“For every thing there is a season, and a time to every purpose under the heaven;

A time to be born, a time to die,

a time to plan, and a time to pluck up that which is planted.

A time to kill, and a time to heal,

a time to break down , a time to build up;

A time to weep and a time to laugh;

a time to mourn, and a time to dance;

Ecclesiastes 3:1-4

In nature’s sense of seasons, we are approaching fall.  I am inspired by nature and find her to be a great teacher.  I enjoy that nature is slow and consistent and reliable.  Summer will turn into fall, which will then become winter and then spring, over and over again.  When the seasons shift, even in the subtle beginning, there exists a scent of promised change.

As described in the verses from Ecclesiastes, there are also seasons in life, periods of time that are bookmarked by birth and death, planning and reaping, weeping and laughing, mourning and dancing.

As the lazy days of summer drift into the slightly cooler days of fall, I recall several events from this period of time over the span of many years.  In 1994, I received the news that my mother had passed away unexpectedly.    In 2004, Hurricane Ivan arrived and took with him many of my beloved possessions and much of the structure of my home.
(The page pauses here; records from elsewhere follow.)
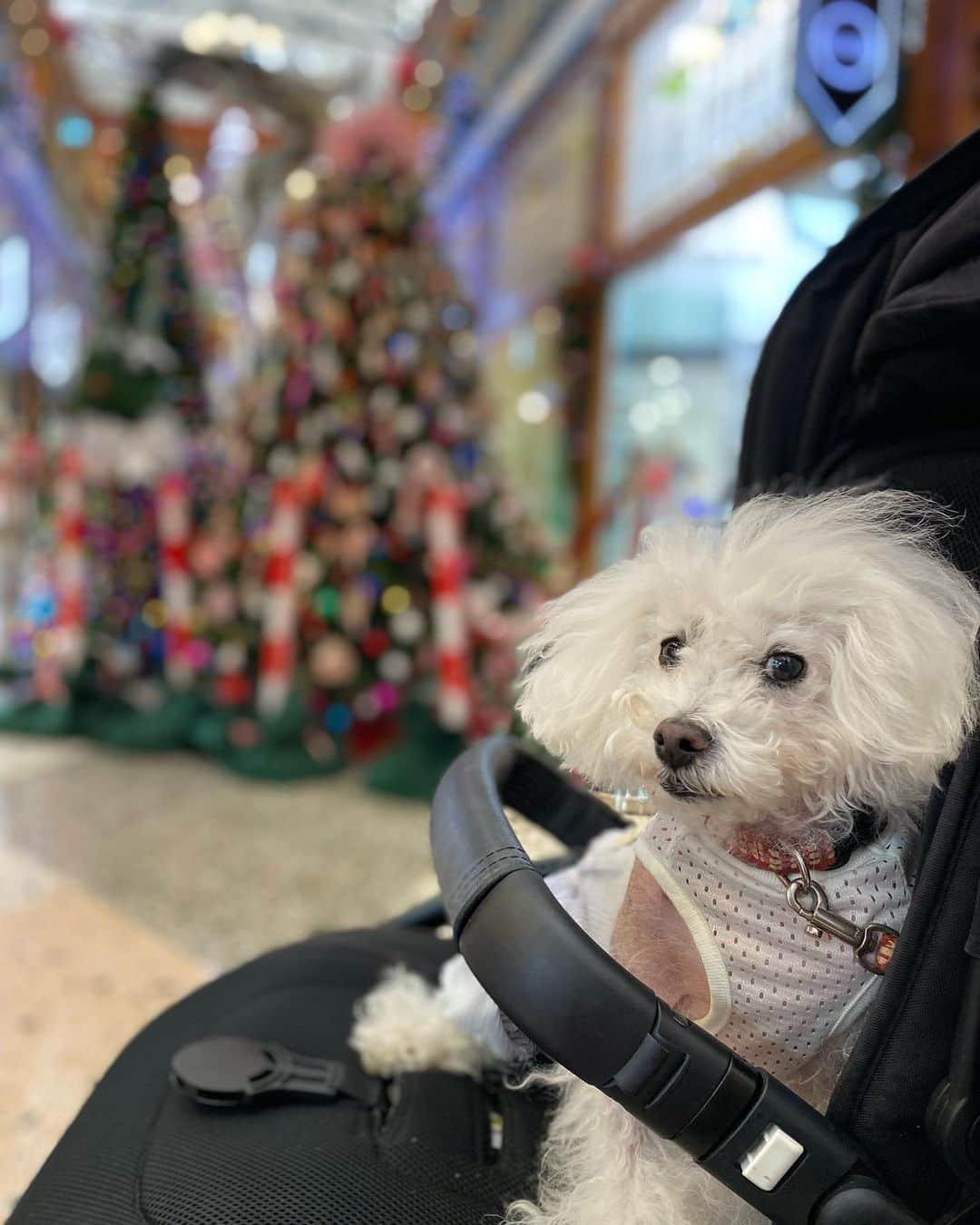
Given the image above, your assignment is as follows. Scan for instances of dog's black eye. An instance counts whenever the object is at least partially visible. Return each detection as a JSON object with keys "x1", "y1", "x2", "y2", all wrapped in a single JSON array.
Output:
[
  {"x1": 658, "y1": 637, "x2": 683, "y2": 668},
  {"x1": 762, "y1": 651, "x2": 806, "y2": 685}
]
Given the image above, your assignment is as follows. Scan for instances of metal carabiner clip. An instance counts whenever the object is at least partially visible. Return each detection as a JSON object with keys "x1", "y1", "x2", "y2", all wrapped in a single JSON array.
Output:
[{"x1": 777, "y1": 848, "x2": 898, "y2": 974}]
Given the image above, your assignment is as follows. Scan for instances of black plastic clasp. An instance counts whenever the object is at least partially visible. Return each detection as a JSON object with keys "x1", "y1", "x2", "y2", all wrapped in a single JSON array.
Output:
[{"x1": 171, "y1": 1036, "x2": 384, "y2": 1106}]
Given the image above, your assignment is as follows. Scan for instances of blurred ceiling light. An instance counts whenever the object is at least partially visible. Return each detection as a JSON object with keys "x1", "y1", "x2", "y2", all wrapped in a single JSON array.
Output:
[
  {"x1": 163, "y1": 153, "x2": 193, "y2": 182},
  {"x1": 286, "y1": 165, "x2": 316, "y2": 200},
  {"x1": 204, "y1": 192, "x2": 235, "y2": 221},
  {"x1": 668, "y1": 24, "x2": 725, "y2": 67},
  {"x1": 647, "y1": 353, "x2": 683, "y2": 387},
  {"x1": 7, "y1": 0, "x2": 38, "y2": 25},
  {"x1": 416, "y1": 60, "x2": 445, "y2": 90},
  {"x1": 180, "y1": 11, "x2": 228, "y2": 55},
  {"x1": 517, "y1": 391, "x2": 552, "y2": 425},
  {"x1": 657, "y1": 387, "x2": 692, "y2": 425},
  {"x1": 224, "y1": 13, "x2": 259, "y2": 46},
  {"x1": 630, "y1": 399, "x2": 661, "y2": 434},
  {"x1": 630, "y1": 387, "x2": 691, "y2": 434},
  {"x1": 21, "y1": 25, "x2": 52, "y2": 55},
  {"x1": 294, "y1": 46, "x2": 332, "y2": 77},
  {"x1": 255, "y1": 46, "x2": 289, "y2": 73},
  {"x1": 827, "y1": 157, "x2": 865, "y2": 191},
  {"x1": 180, "y1": 17, "x2": 214, "y2": 55},
  {"x1": 55, "y1": 115, "x2": 93, "y2": 150},
  {"x1": 252, "y1": 24, "x2": 286, "y2": 50},
  {"x1": 171, "y1": 174, "x2": 203, "y2": 209},
  {"x1": 31, "y1": 302, "x2": 83, "y2": 387},
  {"x1": 402, "y1": 84, "x2": 433, "y2": 114},
  {"x1": 327, "y1": 93, "x2": 354, "y2": 123}
]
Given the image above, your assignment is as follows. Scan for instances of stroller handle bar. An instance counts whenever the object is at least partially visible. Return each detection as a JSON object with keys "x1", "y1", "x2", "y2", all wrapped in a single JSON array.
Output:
[{"x1": 431, "y1": 736, "x2": 917, "y2": 1225}]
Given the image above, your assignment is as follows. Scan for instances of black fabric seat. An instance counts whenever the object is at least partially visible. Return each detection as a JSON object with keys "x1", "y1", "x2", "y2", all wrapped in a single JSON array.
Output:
[{"x1": 11, "y1": 926, "x2": 545, "y2": 1225}]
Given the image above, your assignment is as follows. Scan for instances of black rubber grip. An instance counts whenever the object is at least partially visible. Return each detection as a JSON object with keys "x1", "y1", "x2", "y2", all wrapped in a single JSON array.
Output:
[{"x1": 431, "y1": 736, "x2": 621, "y2": 939}]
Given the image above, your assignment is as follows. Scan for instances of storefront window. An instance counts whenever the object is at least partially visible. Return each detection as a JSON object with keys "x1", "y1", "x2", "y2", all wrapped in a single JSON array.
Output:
[{"x1": 598, "y1": 175, "x2": 858, "y2": 564}]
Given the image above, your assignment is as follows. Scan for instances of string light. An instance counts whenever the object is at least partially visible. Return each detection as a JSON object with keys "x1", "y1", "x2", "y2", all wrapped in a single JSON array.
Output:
[{"x1": 286, "y1": 167, "x2": 316, "y2": 200}]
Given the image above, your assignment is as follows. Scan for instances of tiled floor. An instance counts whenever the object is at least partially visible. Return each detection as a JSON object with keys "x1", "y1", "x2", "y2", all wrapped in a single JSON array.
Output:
[{"x1": 0, "y1": 739, "x2": 435, "y2": 1218}]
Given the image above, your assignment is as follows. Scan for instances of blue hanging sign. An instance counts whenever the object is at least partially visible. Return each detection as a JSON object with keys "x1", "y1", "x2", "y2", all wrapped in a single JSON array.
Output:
[{"x1": 797, "y1": 0, "x2": 903, "y2": 147}]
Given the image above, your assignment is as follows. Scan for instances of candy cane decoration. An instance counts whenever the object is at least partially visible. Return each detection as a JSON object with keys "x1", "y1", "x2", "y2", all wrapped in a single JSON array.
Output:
[
  {"x1": 258, "y1": 480, "x2": 302, "y2": 718},
  {"x1": 425, "y1": 485, "x2": 473, "y2": 730},
  {"x1": 157, "y1": 473, "x2": 193, "y2": 687},
  {"x1": 34, "y1": 445, "x2": 84, "y2": 702}
]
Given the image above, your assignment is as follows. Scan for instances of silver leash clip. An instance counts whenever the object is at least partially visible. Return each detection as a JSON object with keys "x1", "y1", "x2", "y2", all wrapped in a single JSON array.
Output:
[{"x1": 778, "y1": 848, "x2": 898, "y2": 974}]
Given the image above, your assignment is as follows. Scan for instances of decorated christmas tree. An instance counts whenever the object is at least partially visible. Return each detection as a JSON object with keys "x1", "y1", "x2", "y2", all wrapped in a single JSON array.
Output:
[
  {"x1": 194, "y1": 153, "x2": 547, "y2": 790},
  {"x1": 0, "y1": 92, "x2": 210, "y2": 748}
]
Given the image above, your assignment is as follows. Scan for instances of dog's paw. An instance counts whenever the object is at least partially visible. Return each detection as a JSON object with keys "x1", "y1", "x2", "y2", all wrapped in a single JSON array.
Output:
[{"x1": 348, "y1": 965, "x2": 484, "y2": 1077}]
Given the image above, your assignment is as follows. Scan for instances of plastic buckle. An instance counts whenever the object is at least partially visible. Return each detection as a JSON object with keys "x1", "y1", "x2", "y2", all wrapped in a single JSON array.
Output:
[{"x1": 171, "y1": 1037, "x2": 382, "y2": 1106}]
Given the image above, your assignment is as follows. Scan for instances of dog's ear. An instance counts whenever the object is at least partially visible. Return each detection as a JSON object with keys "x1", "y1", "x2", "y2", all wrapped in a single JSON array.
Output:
[
  {"x1": 830, "y1": 491, "x2": 980, "y2": 802},
  {"x1": 517, "y1": 559, "x2": 650, "y2": 783}
]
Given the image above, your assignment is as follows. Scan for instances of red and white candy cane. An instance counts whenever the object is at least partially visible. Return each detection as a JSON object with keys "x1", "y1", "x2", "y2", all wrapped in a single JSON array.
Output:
[
  {"x1": 425, "y1": 485, "x2": 473, "y2": 730},
  {"x1": 34, "y1": 444, "x2": 84, "y2": 702},
  {"x1": 256, "y1": 480, "x2": 302, "y2": 718},
  {"x1": 157, "y1": 472, "x2": 193, "y2": 686}
]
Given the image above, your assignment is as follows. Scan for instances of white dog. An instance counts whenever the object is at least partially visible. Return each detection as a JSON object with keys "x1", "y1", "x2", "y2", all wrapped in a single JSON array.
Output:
[{"x1": 351, "y1": 491, "x2": 980, "y2": 1225}]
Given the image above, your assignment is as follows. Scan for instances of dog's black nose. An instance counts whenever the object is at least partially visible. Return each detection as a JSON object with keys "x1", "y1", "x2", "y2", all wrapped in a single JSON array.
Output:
[{"x1": 653, "y1": 719, "x2": 711, "y2": 769}]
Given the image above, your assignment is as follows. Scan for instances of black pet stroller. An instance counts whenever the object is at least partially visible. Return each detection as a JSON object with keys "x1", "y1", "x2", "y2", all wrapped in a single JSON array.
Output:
[{"x1": 15, "y1": 133, "x2": 980, "y2": 1225}]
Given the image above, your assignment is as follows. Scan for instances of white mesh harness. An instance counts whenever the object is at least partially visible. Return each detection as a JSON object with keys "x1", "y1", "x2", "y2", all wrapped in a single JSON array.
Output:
[{"x1": 624, "y1": 815, "x2": 913, "y2": 1074}]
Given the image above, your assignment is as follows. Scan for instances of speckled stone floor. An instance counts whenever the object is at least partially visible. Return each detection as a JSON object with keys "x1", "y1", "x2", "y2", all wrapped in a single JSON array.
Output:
[{"x1": 0, "y1": 738, "x2": 435, "y2": 1218}]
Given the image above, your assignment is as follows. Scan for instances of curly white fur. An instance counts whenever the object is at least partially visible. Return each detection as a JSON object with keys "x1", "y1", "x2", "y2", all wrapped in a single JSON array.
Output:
[
  {"x1": 518, "y1": 490, "x2": 980, "y2": 834},
  {"x1": 349, "y1": 965, "x2": 486, "y2": 1077},
  {"x1": 351, "y1": 491, "x2": 980, "y2": 1225}
]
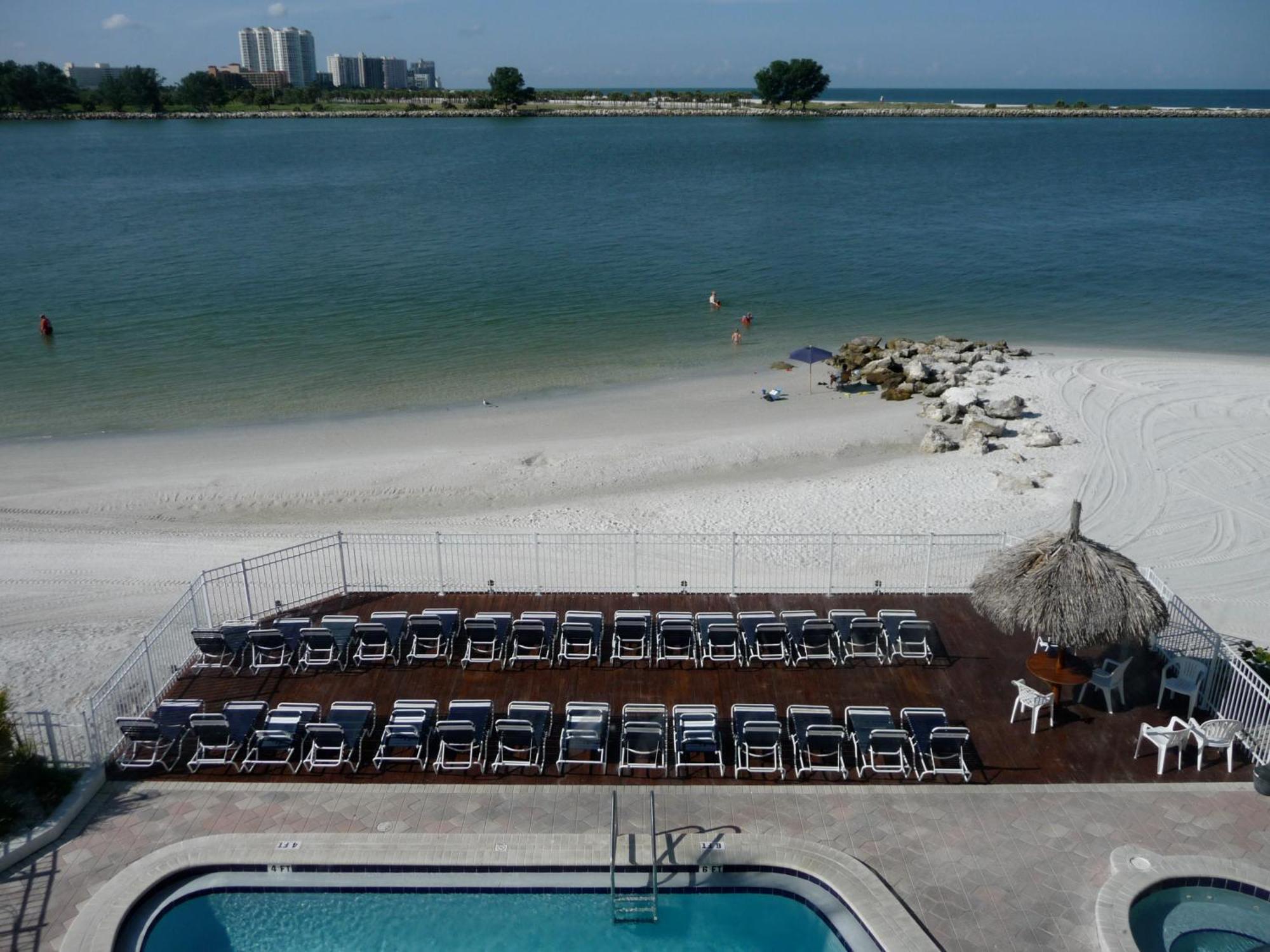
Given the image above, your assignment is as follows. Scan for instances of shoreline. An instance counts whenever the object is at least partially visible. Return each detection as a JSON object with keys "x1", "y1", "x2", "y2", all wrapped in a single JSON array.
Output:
[
  {"x1": 0, "y1": 105, "x2": 1270, "y2": 122},
  {"x1": 0, "y1": 348, "x2": 1270, "y2": 710}
]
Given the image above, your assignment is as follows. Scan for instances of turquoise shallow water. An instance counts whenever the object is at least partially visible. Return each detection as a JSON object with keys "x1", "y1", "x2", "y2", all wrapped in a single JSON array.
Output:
[
  {"x1": 0, "y1": 118, "x2": 1270, "y2": 437},
  {"x1": 142, "y1": 892, "x2": 846, "y2": 952}
]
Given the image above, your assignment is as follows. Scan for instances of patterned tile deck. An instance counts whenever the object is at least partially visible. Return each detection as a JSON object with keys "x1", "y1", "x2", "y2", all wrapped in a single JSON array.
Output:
[{"x1": 0, "y1": 781, "x2": 1270, "y2": 952}]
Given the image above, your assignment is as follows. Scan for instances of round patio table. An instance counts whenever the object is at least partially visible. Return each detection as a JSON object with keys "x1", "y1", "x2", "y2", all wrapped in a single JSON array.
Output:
[{"x1": 1027, "y1": 651, "x2": 1091, "y2": 707}]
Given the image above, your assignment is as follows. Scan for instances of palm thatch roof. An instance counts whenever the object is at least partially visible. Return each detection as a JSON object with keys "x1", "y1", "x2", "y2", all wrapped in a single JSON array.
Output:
[{"x1": 970, "y1": 503, "x2": 1168, "y2": 649}]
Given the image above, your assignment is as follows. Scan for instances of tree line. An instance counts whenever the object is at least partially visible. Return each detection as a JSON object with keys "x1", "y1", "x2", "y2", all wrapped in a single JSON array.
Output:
[{"x1": 0, "y1": 58, "x2": 829, "y2": 112}]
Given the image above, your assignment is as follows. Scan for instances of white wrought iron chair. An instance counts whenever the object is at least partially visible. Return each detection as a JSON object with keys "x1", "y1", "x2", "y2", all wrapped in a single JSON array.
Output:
[
  {"x1": 1010, "y1": 678, "x2": 1054, "y2": 734},
  {"x1": 1076, "y1": 658, "x2": 1133, "y2": 713},
  {"x1": 1133, "y1": 716, "x2": 1191, "y2": 776},
  {"x1": 1186, "y1": 717, "x2": 1243, "y2": 773},
  {"x1": 1156, "y1": 655, "x2": 1208, "y2": 717}
]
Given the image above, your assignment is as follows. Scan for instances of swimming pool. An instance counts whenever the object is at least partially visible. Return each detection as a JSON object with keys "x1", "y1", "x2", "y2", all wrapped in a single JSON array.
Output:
[
  {"x1": 142, "y1": 890, "x2": 846, "y2": 952},
  {"x1": 1129, "y1": 877, "x2": 1270, "y2": 952},
  {"x1": 124, "y1": 867, "x2": 880, "y2": 952}
]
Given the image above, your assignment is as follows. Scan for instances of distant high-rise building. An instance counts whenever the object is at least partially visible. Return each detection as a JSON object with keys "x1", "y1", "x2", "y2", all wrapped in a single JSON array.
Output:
[
  {"x1": 384, "y1": 56, "x2": 409, "y2": 89},
  {"x1": 357, "y1": 53, "x2": 384, "y2": 89},
  {"x1": 239, "y1": 27, "x2": 318, "y2": 86},
  {"x1": 406, "y1": 60, "x2": 441, "y2": 89},
  {"x1": 326, "y1": 53, "x2": 362, "y2": 86},
  {"x1": 62, "y1": 62, "x2": 123, "y2": 89}
]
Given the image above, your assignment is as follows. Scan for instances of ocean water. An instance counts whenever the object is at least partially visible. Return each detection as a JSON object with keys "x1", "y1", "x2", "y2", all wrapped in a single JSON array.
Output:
[{"x1": 0, "y1": 118, "x2": 1270, "y2": 437}]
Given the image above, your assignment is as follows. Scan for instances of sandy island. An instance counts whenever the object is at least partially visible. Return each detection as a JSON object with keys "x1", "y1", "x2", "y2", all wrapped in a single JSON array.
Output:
[{"x1": 0, "y1": 350, "x2": 1270, "y2": 710}]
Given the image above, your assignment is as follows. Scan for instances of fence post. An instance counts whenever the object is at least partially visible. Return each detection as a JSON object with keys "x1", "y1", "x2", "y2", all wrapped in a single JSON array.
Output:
[
  {"x1": 533, "y1": 532, "x2": 542, "y2": 595},
  {"x1": 335, "y1": 532, "x2": 351, "y2": 595},
  {"x1": 824, "y1": 532, "x2": 833, "y2": 595},
  {"x1": 631, "y1": 529, "x2": 639, "y2": 598},
  {"x1": 433, "y1": 532, "x2": 446, "y2": 595},
  {"x1": 198, "y1": 569, "x2": 216, "y2": 628}
]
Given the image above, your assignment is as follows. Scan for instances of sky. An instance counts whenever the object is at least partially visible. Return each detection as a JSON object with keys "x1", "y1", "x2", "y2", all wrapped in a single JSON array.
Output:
[{"x1": 0, "y1": 0, "x2": 1270, "y2": 89}]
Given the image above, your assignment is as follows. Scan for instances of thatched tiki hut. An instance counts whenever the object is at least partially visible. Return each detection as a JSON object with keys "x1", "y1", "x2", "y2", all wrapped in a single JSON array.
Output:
[{"x1": 970, "y1": 501, "x2": 1168, "y2": 666}]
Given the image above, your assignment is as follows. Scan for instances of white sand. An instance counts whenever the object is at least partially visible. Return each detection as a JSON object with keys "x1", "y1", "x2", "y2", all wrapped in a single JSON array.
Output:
[{"x1": 0, "y1": 352, "x2": 1270, "y2": 710}]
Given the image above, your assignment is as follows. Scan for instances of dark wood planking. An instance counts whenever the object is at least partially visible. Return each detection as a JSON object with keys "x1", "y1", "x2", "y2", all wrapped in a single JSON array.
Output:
[{"x1": 142, "y1": 593, "x2": 1251, "y2": 783}]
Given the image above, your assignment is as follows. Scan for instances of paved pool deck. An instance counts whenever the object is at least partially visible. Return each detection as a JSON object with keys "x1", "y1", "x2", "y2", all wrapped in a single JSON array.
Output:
[{"x1": 0, "y1": 782, "x2": 1270, "y2": 952}]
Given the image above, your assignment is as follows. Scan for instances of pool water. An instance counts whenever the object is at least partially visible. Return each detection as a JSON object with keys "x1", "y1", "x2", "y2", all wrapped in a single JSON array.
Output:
[
  {"x1": 1129, "y1": 886, "x2": 1270, "y2": 952},
  {"x1": 142, "y1": 890, "x2": 846, "y2": 952}
]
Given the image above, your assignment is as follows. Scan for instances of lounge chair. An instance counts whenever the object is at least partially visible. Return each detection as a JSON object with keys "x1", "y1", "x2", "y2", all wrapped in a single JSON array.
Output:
[
  {"x1": 490, "y1": 701, "x2": 551, "y2": 773},
  {"x1": 1186, "y1": 717, "x2": 1243, "y2": 773},
  {"x1": 671, "y1": 704, "x2": 724, "y2": 777},
  {"x1": 114, "y1": 701, "x2": 203, "y2": 770},
  {"x1": 185, "y1": 701, "x2": 269, "y2": 773},
  {"x1": 521, "y1": 612, "x2": 560, "y2": 665},
  {"x1": 239, "y1": 703, "x2": 321, "y2": 773},
  {"x1": 829, "y1": 608, "x2": 869, "y2": 645},
  {"x1": 271, "y1": 616, "x2": 312, "y2": 658},
  {"x1": 654, "y1": 618, "x2": 701, "y2": 668},
  {"x1": 560, "y1": 611, "x2": 605, "y2": 665},
  {"x1": 1133, "y1": 715, "x2": 1191, "y2": 777},
  {"x1": 556, "y1": 612, "x2": 605, "y2": 665},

In 2006, I was diagnosed with Stage 3 breast cancer.  While these events were challenging at the time, I know today they led to personal growth, deepened my faith, prepared me for what was to come and provided unexpected gifts and blessings that helped to shape and define my life.

Following the loss of my mother, I was asked to help with the youth of the church.  Despite the fact that I was lost, empty, and depressed, I said yes.  I have no idea why but believe God was present and at work.  Through this ministry, I developed a deeper relationship with God and made a connection with the youth and other adults, establishing a community I had not known before.  It also took the focus away from my loss, and planted my feet firmly in the church and in God’s word.  Through giving, I received.  All of these factors would establish a base that provided strength and support and often laughter.  This became the road map and resting place while rebuilding my home after Hurricane Ivan and my health after Breast Cancer.   All of our experiences can provide growing ground in the same way a seed buried in the dirt grows to a deeply rooted tree or a stone becomes polished by the force of a waterfall.

These messages are brought to life in the movie “The Shack”. The messages are complicated but profound and include challenging topics of pain and loss and forgiveness. The main character, Mack, has experienced a childhood of darkness but has found a place of joy and light in adulthood.  An event occurs that leads the main character into a period he refers to as “the great sadness”.  When we learn the reason why, no one doubts the reason for his sadness or his anger.  Mack receives a mysterious message that takes him on a journey where he meets God.  Mack doubts, questions and rages at God but is ultimately led to a new understanding.  The event and the sadness remain a part of the tapestry of his life, but Mack is changed.  There is a new birth, a new love and a new season.

Regardless of whether you are experiencing a season of sadness or of joy, things will change and you will move into a new season, at times gradually and other times in a sudden and startling way. God is with us in the midst of whichever season we are in and will sustain us in the tough times and delight in our joys in the good times.  The people on this earth and in the community of our church can be the hands and feet and heart of God in every season. That includes me, and that includes you.